Photo: Bet365’s logo (screenshot: youtube.com/@DrummondCentral)

Bet365, a global online gambling operator, stopped accepting sports wagers from Chinese gamblers on March 27. A growth strategy in legal markets, such as the US and Brazil, will be pursued by the UK firm instead of China.

Bet365, seen as the best gambling operator worldwide by many specialized iGaming magazines and constantly ranked in the top 5 bookmakers, declared in an email sent to Chinese consumers on March 19 that it would now concentrate on “core markets and regions that provide long-term sustainable revenue”.

The UK-based business was established in 2001 and has long held a shady position in China. Except for Macau and Hong Kong, two special administrative areas (SARs), gambling is absolutely forbidden in China’s mainland. Nevertheless, as UK sports betting became saturated, Bet365 apparently looked for unregulated markets, and a 2024 Financial Times piece referred to China as a “cash machine”. Although it contributed less than 20% of Bet365’s first income in the Asian nation, China was likely the company’s second-largest market after the UK.

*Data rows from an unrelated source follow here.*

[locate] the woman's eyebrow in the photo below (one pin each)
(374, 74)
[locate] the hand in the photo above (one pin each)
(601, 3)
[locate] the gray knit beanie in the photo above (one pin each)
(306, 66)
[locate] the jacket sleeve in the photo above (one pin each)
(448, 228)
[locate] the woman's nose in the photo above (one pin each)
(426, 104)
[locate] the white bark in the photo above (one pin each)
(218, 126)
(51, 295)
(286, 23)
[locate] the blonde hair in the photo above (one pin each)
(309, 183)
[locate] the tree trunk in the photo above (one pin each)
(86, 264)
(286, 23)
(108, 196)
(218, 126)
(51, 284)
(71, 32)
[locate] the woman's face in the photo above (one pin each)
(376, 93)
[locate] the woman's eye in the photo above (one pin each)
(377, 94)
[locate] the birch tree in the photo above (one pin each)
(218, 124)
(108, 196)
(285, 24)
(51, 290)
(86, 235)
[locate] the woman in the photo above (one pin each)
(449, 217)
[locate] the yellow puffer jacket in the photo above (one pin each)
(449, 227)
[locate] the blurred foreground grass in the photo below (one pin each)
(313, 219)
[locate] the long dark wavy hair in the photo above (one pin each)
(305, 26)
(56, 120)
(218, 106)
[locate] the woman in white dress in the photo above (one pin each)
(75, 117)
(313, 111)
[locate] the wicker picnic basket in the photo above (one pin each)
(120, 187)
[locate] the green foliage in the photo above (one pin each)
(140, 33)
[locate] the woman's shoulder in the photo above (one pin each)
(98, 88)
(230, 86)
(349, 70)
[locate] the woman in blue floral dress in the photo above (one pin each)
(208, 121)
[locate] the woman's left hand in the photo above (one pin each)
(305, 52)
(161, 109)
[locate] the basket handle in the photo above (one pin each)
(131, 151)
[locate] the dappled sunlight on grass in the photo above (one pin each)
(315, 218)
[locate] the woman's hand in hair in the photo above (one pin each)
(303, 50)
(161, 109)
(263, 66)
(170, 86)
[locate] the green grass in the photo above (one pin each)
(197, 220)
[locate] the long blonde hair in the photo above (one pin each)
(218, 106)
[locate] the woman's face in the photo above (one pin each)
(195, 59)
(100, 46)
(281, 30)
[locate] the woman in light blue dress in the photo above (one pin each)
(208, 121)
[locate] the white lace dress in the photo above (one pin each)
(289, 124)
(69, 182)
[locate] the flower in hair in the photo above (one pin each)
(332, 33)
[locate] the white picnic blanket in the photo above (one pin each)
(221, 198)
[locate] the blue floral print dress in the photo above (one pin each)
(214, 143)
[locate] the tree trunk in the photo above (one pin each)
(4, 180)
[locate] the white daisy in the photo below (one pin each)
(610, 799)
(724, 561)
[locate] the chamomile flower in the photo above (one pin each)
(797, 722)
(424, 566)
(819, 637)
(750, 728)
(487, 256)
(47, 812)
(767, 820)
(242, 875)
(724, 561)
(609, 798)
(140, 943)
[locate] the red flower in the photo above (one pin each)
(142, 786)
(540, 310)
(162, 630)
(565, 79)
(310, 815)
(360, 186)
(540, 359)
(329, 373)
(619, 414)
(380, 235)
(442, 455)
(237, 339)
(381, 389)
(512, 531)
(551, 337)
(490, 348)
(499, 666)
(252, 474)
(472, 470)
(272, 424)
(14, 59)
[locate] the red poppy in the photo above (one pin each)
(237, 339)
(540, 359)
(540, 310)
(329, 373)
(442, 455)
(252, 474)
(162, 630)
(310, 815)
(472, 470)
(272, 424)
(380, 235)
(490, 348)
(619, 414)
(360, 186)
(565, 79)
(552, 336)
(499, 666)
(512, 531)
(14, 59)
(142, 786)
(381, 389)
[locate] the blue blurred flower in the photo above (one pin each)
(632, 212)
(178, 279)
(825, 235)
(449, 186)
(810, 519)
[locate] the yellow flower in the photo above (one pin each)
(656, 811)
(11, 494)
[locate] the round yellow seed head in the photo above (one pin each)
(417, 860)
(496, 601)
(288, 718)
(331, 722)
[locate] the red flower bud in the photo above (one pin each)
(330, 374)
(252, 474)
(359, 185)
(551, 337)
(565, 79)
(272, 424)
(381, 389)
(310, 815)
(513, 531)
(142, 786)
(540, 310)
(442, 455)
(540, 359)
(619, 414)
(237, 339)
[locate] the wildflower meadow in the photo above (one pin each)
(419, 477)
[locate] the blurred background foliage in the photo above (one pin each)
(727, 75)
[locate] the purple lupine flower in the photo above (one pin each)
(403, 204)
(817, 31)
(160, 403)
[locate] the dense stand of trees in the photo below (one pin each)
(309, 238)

China Censors Thwarted with Use of “Mirror Sites”

According to a Business Insider report from 2022, Bet365 was a significant participant in China’s “shadowy world of online gambling”. To avoid being discovered by authorities, they and other well-known operators employed dozens of mirror sites run by subsidiaries. New websites appeared to take their place as soon as monitors discovered and blocked the old ones.

However, Bet365 has consistently denied violating Chinese law or endangering Chinese customers, who risk penalties and imprisonment for engaging in unlawful gambling. Representatives of the company kept stating that no law specifically forbids offshore operators from providing remote gaming services in China. According to Bet365 and its attorneys, offshore gaming providers are allowed to offer their services in China under Chinese law.